On your central monitoring server, create a prometheus.yml file. Instead of pointing to localhost, you will list your 20 servers using Prometheus targets and labels. Labels are crucial here because they allow you to filter your Grafana dashboard by specific servers.

YAML

global:
scrape_interval: 15s
scrape_configs:
- job_name: 'docker-swarm-nodes'
static_configs:
- targets: ['192.168.1.50:8080']
labels:
instance: 'prod-web-01'
env: 'production'
- targets: ['192.168.1.51:8080']
labels:
instance: 'prod-db-01'
env: 'production'
- targets: ['192.168.1.70:8080']
labels:
instance: 'stage-app-01'
env: 'staging'
# ... add the remaining 17 servers here

Start Prometheus and Grafana on this central machine using a simplified version of the Docker Compose template from earlier (removing the local cAdvisor block from it).

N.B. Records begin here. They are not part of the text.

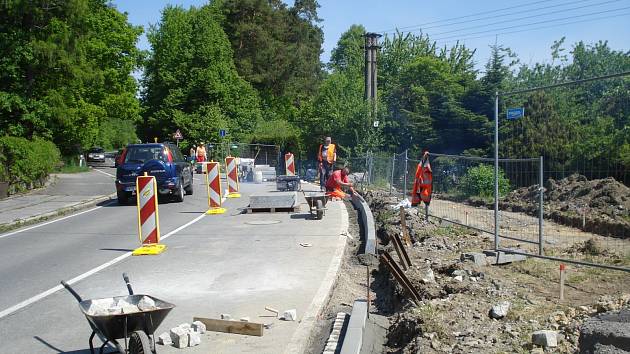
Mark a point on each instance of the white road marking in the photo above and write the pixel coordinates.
(103, 172)
(53, 221)
(90, 272)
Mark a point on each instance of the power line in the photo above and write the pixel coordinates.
(531, 29)
(424, 27)
(466, 16)
(494, 30)
(525, 17)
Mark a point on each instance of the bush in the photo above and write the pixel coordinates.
(479, 182)
(27, 162)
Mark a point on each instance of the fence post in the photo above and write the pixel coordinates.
(496, 170)
(541, 213)
(405, 176)
(391, 182)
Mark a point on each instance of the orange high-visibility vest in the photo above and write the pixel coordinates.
(330, 154)
(423, 184)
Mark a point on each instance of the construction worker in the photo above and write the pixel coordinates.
(327, 157)
(193, 153)
(336, 181)
(201, 152)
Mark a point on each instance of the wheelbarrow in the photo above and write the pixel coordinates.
(135, 328)
(317, 203)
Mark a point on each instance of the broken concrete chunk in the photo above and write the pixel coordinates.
(429, 277)
(290, 315)
(545, 338)
(179, 336)
(199, 327)
(194, 338)
(500, 310)
(165, 339)
(146, 304)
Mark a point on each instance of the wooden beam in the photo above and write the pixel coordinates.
(236, 327)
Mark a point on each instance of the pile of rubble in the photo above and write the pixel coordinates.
(469, 306)
(600, 206)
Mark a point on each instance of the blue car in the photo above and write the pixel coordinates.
(173, 173)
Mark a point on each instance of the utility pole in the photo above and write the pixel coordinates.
(371, 49)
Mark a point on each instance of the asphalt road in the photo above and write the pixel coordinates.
(231, 263)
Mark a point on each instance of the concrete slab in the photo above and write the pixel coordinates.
(500, 257)
(273, 200)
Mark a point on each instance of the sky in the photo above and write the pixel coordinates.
(528, 27)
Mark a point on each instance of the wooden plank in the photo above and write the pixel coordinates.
(236, 327)
(403, 225)
(394, 240)
(403, 251)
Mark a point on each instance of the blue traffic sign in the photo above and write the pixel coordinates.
(515, 113)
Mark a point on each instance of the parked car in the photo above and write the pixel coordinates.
(173, 174)
(96, 155)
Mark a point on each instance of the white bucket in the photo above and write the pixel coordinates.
(257, 176)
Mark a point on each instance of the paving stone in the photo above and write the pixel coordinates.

Step 3: Multi-Host Grafana Dashboard

Once Prometheus is scraping all 20 hosts, you need a Grafana dashboard that lets you switch between them smoothly.

  1. Go to Grafana -> Dashboards -> Import.
  2. Use Dashboard ID: 14282 or 10619 (both are heavily optimized for multi-host setups).
  3. These dashboards automatically generate a dropdown menu at the top left labeled “Instance” or “Host” based on the labels you defined in your prometheus.yml.

You can now view your entire fleet’s aggregated resource consumption, or drill down into a specific container running on prod-db-01.

Pro-Tips for Managing 20+ Hosts

  • Node Exporter: cAdvisor only monitors container metrics. If you want to monitor the host Linux OS itself (host disk space, total RAM usage, bare-metal CPU temperature), deploy Prometheus Node Exporter alongside cAdvisor on all 20 nodes, exposing it on port 9100.
  • Scale Warning: Scraping 20 hosts every 15 seconds will generate a decent chunk of data. Ensure your Central Prometheus server has a reasonable storage retention policy set (e.g., --storage.tsdb.retention.time=15d to keep data for 15 days) so it doesn’t quietly fill up the server’s hard drive.